Two photographs carried in the front page of this newspaper's Thursday issue present us with a dichotomy with regard to police action that is too starkly one-sided to be made a short shrift of. While one picture shows the police overlooking a Bangladesh Chhatra League (BCL) activist loading his firearm on Rajshahi campus, the other picture shows them assaulting activists of Progatisheel Chhatra Jote on Wednesday who brought out a peaceful procession.
And this is not the first time we have seen police blatantly taking sides with one political party and using force on other political parties, preventing them exercising their lawful political rights. The police high-handedness towards opposition party activists during the BNP's March 12 rally is still fresh in anybody's memory. The impression is that police act as directed.

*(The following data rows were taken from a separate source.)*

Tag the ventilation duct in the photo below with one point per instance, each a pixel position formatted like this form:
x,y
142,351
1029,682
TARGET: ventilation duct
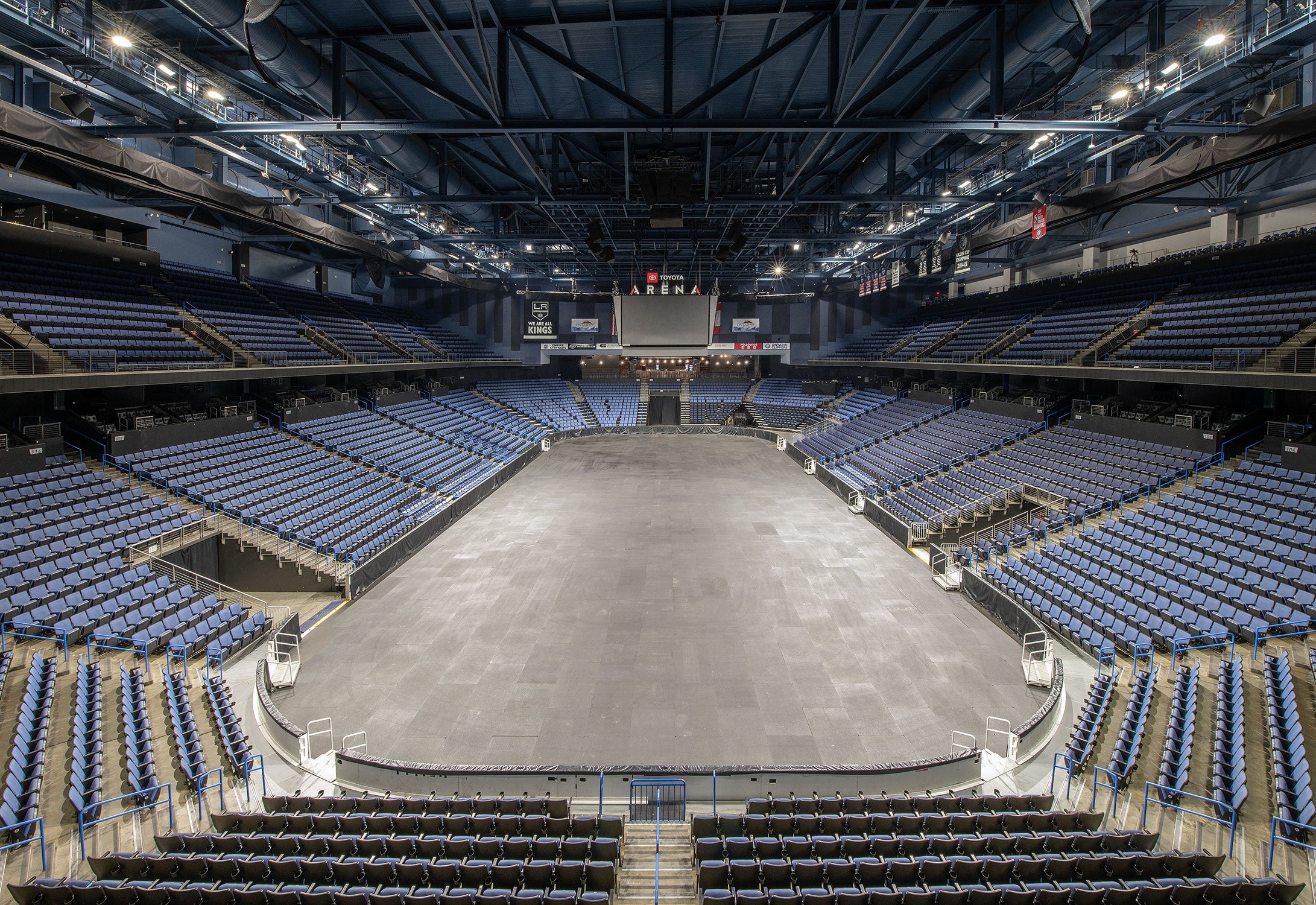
x,y
285,60
1037,33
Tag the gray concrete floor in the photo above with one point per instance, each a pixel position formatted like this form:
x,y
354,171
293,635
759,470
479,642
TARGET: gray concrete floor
x,y
660,600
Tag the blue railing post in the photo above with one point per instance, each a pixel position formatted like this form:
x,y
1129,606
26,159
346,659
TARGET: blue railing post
x,y
1114,786
83,824
1219,805
41,837
201,788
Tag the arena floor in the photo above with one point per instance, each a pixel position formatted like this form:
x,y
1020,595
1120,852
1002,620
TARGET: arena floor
x,y
660,600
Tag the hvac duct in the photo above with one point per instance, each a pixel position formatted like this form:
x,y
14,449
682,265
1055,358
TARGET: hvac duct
x,y
297,68
1035,34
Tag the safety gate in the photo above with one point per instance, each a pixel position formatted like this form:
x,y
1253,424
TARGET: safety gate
x,y
657,800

The direction must come from the top authorities for the police to act even-handedly, impartially and professionally. Institutions of the state exist to serve the ends of the state by protecting the citizens and caring for their right to dissent and free expression of opinion. However, over the years we have seen successive governments using the police force and other law enforcing agencies merely as their party tool.
Consequently, the lines between the party and the government, and the government and the state have been virtually obliterated. This is neither good for governance nor for rule of law. Above all, it is anachronistic to the fundamental principles of a functioning democracy.
Such manipulation of the police force can do nothing more than harm the government's credibility. When will the governments change their attitude?